FIVE luxury homes are to be built on the site of a Wroughton convent.

The building will be demolished to make way for houses that are likely to be marketed for at least £500,000.

The land has been sold for a reported £1.25 million to Prowting Homes West which was recently taken over by Westbury Homes.

The convent once housed 30 Sister Servants of the Holy Spirit, an order founded in the Netherlands in 1889.

One of the few remaining in the house, Sister Joan Quirke, said: "We have no date yet for moving out but there are only a few of us left here now. I am just house minding."

The convent was built on a site which had been occupied by farm and stable buildings and there were objections when plans were published.

Its closure has been forced by a decline in the number of women wanting to join the order.

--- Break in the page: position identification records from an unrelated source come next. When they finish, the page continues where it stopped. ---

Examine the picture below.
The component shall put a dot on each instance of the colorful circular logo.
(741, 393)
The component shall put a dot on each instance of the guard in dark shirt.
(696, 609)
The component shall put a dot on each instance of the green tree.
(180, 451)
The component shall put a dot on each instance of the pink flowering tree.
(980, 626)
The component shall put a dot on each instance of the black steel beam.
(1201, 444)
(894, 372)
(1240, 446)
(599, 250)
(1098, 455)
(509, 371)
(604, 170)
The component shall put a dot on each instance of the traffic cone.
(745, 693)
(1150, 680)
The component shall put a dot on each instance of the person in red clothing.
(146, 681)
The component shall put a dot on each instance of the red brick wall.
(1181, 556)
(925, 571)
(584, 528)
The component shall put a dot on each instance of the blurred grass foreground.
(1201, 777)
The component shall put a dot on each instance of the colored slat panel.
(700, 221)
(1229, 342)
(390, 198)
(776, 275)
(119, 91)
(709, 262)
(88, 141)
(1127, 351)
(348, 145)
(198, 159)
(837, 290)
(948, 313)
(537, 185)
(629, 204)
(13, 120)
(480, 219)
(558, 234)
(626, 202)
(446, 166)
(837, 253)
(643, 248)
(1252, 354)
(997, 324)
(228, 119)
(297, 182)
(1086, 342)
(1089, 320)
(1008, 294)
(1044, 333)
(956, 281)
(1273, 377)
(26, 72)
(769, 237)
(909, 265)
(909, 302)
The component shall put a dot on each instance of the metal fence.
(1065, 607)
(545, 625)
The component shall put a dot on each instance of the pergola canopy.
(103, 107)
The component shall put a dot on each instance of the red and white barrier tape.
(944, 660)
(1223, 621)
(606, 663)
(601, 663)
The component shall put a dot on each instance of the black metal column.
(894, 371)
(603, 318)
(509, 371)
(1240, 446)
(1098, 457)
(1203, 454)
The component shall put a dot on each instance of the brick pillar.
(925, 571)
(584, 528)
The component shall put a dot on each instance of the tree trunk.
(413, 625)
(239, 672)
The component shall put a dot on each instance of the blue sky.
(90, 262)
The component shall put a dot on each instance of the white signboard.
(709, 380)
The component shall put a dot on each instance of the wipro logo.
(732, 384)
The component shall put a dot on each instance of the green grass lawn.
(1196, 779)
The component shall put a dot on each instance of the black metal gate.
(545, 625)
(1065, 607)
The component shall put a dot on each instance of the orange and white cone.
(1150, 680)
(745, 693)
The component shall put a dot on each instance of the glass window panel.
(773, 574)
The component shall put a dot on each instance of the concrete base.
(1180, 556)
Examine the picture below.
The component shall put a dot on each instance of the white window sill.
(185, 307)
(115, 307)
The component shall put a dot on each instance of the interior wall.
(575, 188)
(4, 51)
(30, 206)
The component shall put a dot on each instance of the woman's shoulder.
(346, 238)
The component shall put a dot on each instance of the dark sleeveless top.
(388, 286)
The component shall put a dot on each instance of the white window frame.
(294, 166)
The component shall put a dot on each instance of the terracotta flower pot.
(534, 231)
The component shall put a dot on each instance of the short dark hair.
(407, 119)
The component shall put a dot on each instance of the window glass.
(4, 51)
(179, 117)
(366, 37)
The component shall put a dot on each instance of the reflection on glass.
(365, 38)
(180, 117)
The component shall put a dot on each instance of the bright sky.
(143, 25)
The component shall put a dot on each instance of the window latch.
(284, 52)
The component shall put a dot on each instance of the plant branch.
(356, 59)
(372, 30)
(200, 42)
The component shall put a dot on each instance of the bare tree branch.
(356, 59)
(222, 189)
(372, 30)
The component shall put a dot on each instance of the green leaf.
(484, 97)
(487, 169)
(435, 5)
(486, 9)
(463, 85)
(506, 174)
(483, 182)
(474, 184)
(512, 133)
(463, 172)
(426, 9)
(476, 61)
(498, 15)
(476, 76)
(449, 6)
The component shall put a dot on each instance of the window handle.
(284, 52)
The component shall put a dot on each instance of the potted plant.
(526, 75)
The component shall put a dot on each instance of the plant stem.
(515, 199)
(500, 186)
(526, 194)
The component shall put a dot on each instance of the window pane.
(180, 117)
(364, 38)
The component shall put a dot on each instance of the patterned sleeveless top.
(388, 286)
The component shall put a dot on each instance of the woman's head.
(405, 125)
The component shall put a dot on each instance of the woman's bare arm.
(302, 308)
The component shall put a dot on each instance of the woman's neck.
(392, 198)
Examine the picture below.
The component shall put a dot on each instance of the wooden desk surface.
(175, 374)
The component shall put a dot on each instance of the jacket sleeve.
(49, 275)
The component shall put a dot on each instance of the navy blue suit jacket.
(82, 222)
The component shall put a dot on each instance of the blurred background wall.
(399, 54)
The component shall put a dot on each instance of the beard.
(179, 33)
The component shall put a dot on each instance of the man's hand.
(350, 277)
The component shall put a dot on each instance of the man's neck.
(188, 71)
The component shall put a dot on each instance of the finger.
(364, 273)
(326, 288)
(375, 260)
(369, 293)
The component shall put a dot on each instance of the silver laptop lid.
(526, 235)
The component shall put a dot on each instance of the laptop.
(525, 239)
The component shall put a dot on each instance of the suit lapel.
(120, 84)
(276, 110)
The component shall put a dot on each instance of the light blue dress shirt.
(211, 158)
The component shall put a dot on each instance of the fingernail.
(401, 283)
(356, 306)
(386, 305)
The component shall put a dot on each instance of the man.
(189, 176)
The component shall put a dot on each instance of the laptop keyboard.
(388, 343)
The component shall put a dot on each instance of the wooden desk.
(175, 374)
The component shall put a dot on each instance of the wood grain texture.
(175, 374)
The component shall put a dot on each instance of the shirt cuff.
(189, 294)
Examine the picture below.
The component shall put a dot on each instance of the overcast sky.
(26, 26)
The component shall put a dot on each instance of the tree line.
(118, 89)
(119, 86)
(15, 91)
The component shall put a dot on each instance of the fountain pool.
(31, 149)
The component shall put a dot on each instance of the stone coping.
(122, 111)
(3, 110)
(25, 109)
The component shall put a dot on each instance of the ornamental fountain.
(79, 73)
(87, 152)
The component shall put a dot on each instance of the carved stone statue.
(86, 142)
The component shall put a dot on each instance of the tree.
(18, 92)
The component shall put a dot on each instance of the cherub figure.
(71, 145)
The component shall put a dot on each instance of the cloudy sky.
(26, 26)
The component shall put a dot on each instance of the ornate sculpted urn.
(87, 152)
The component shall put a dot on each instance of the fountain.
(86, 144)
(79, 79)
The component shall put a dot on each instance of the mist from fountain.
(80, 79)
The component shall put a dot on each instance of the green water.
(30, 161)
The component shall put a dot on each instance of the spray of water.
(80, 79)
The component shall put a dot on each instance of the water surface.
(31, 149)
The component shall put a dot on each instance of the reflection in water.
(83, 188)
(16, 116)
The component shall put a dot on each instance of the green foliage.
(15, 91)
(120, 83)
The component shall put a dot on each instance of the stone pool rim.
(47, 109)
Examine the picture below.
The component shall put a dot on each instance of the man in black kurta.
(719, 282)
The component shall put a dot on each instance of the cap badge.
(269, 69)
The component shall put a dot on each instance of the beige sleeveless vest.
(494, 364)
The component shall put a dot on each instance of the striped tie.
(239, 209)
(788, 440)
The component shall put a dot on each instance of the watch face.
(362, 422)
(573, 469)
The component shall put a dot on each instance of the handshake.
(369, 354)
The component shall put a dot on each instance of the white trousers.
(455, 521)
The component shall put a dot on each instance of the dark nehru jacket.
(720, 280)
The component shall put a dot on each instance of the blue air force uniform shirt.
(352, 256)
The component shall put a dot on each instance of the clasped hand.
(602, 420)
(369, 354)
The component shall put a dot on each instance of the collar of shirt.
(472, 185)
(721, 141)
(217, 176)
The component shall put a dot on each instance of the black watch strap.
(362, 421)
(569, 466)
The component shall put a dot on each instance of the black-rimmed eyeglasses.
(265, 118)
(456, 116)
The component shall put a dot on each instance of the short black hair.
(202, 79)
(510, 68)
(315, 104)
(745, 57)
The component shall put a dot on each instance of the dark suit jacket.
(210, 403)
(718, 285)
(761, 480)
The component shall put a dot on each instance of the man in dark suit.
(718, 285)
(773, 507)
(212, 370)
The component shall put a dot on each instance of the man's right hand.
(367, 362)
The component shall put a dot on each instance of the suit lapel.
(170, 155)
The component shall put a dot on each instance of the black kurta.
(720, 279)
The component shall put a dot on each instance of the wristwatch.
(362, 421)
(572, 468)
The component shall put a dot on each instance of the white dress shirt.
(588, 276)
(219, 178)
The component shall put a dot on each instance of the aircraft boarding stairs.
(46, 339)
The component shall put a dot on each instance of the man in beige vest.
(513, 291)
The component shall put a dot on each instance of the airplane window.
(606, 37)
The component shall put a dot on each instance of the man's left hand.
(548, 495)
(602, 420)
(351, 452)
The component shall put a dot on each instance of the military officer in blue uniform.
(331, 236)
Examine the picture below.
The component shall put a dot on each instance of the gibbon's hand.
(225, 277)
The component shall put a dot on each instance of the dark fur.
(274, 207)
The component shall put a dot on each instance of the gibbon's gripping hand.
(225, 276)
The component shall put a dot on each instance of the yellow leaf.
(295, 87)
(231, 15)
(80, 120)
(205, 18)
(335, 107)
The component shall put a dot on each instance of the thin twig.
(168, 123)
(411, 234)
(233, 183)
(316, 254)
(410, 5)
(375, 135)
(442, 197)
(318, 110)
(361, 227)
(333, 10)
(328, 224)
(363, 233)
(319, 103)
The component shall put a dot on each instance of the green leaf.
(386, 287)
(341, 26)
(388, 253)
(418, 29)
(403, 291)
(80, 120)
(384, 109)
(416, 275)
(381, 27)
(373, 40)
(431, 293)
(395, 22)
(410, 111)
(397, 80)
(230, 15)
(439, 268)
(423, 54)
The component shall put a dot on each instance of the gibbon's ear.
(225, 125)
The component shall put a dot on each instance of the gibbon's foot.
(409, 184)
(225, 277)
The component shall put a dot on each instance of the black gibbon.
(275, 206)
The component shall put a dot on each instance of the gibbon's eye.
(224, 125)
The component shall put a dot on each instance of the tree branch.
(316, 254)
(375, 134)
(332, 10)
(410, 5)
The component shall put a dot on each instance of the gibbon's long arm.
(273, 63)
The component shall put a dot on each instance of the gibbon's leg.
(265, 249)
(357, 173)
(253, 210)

The nuns who have done community work in the Swindon area and taught at St Joseph's and Holy Rood Roman Catholic schools, will now live in a poor area of Birmingham which, they believe, is in greater need of them.

Father Michael Cleary, priest at St Joseph's Roman Catholic Church in Wroughton, has praised the nuns' contribution to village life.

"They visited and brought friendship to many people," he said. "We will miss them. They have been one of the interlocking communities that go to make up our village."

People living by the site have welcomed the new houses.

One, Dr David Johnstone, said: "I prefer this to the idea that 40 to 50 concrete boxes might have been built there."